Она все обдумает, сопоставит и соединит воедино, а после — беги, беги, беги. Только на этот раз делать это они будут вдвоем.
— Объясните мне кое-что, Кардинал.
Сесть детектив-сержант Шунар Кардиналу не предложил. А если бы даже и предложил, сесть в кабинете было негде: каждый стул в нем служил той или иной частью лелеемой Шунаром картотечной системы, коль скоро нагромождение папок могло именоваться системой. Но при всей своей безалаберности от подчиненных Шунар требовал неукоснительного порядка и ответственности, почему в данный момент щеки его и пылали. Детектив-сержант страдал гипертонией, и когда он сердился, лицо его наливалось краской с удивительной скоростью.
— Объясните-ка мне, если сможете, каким образом удалось потеряться хорошенькой девушке с ярко-рыжими волосами и пластырем на голове.
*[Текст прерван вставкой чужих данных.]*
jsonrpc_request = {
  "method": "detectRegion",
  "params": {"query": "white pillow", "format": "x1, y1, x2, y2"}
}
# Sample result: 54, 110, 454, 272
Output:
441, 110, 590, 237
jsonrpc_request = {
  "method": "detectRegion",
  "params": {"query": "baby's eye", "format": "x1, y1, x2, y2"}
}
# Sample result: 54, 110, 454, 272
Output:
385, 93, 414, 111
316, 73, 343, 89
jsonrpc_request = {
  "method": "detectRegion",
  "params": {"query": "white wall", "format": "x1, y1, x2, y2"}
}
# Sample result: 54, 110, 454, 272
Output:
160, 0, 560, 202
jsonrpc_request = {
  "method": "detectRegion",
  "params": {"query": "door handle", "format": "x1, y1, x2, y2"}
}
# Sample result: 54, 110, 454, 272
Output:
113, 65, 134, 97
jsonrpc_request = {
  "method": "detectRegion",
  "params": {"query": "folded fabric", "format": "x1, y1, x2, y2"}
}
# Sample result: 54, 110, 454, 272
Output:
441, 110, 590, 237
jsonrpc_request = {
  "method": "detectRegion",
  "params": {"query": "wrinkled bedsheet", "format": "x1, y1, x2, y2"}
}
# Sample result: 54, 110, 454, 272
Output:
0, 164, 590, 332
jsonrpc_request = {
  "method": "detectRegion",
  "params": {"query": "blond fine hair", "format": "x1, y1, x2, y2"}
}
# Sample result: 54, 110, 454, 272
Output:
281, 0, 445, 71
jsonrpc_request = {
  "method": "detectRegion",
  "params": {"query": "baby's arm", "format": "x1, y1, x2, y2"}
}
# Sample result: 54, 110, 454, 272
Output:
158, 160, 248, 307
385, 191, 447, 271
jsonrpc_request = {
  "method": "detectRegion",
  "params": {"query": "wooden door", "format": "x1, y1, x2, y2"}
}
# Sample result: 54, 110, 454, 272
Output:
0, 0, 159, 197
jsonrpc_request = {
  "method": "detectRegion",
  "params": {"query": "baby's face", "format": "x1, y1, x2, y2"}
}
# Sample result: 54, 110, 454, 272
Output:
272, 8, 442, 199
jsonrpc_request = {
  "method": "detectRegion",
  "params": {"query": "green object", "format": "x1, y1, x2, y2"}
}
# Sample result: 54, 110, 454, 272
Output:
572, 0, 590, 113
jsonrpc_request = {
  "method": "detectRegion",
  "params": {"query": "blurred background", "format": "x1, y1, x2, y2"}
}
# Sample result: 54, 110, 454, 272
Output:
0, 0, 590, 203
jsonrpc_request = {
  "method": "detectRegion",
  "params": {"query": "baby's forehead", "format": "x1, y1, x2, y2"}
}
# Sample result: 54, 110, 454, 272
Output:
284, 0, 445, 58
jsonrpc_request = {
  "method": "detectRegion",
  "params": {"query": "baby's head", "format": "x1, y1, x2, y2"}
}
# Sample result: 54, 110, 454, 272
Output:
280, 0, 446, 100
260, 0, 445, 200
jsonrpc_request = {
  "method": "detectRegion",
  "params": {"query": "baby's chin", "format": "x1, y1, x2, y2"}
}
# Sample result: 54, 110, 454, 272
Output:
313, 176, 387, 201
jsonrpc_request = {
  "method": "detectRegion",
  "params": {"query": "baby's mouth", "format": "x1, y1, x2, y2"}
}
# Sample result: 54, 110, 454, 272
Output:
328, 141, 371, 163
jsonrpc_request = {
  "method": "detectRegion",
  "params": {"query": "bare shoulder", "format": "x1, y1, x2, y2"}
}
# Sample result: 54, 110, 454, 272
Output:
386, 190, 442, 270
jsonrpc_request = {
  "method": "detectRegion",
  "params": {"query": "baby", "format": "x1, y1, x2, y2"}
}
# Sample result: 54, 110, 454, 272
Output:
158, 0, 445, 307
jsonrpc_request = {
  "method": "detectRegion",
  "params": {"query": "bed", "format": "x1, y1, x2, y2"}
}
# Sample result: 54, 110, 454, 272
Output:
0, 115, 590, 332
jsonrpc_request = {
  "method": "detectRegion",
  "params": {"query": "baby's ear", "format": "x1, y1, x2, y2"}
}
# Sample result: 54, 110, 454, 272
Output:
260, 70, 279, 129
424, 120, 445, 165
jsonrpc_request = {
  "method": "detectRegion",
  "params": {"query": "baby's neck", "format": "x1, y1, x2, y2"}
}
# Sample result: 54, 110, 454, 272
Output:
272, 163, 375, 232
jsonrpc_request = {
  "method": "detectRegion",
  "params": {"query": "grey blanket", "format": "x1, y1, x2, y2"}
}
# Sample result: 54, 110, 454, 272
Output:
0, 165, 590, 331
Как такое оказалось возможным и кто сторожил ее, когда это произошло?
— Дежурил Ларри Берк, но виноват я. Мне надо было проинструктировать его более четко.
Шунар покачал головой и покраснел еще больше:
— Избавьте меня от полицейской солидарности и покрывательства. Берк облажался — вот в чем суть.
Кардинал как мог объяснил произошедшее. Счастье еще, что Берк не был в непосредственном подчинении у сержанта.
— Вы, надеюсь, разослали ориентировку на девушку?
— Да. В ту же секунду, как узнал.
— Чертов Берк. Задам я ему перцу!
Раздался звонок, и Шунар снял трубку переносного телефона.
— Хорошо, я ему скажу, — произнес он и повесил трубку. — Боб Брэкет приехал и ждет вас. Счастливо отделались.
Боб Брэкет был маленьким кругленьким человечком с золотой серьгой в ухе. При первом взгляде на него трудно было предположить, что этот шарик был самым находчивым и остроумным адвокатом Алгонкин-Бей. Неудивительно, что он доставлял немало хлопот полицейскому управлению в роли стойкого защитника криминальных слоев, рыцаря судебных поединков, где для него не существовало никаких препон и никаких авторитетов. Стиль его выступлений был столь безукоризненно гладок и изыскан, что многие простодушные следователи обоих полов (ибо в зале суда Брэкет забывал о половых различиях, отстаивая тем самым полное равноправие женщин) далеко не сразу осознавали, что их выводы совершенно изничтожены, высмеяны и дискредитированы.
— Прошу учесть и занести в протокол, детектив Кардинал, что мой клиент вовсе не обязан был являться сюда. — Усевшегося за стол допросов Брэкета почти скрывали раскрытый портфель и шляпа. — Во-первых, у вас нет судебного постановления, а во-вторых, местожительство его вне вашей юрисдикции.
— Я это понимаю, мистер Брэкет. Почему и вызвал вас, хотя мог бы обратиться в полицию провинции Онтарио. Уверен, что они были бы только счастливы изловить для нас парочку-другую байкеров.
— Почему же вы не обратились к ним?
— Хотел, чтобы эта встреча прошла максимально гладко. Ведь единственная наша цель — это выявить очевидных подозреваемых.
— Прекрасно. И отметьте, пожалуйста, что мистер Лассаль находится здесь исключительно из чувства гражданской ответственности и долга перед погибшим товарищем.
— Речь идет о байкерах, мистер Брэкет, а вовсе не о ветеранах войны.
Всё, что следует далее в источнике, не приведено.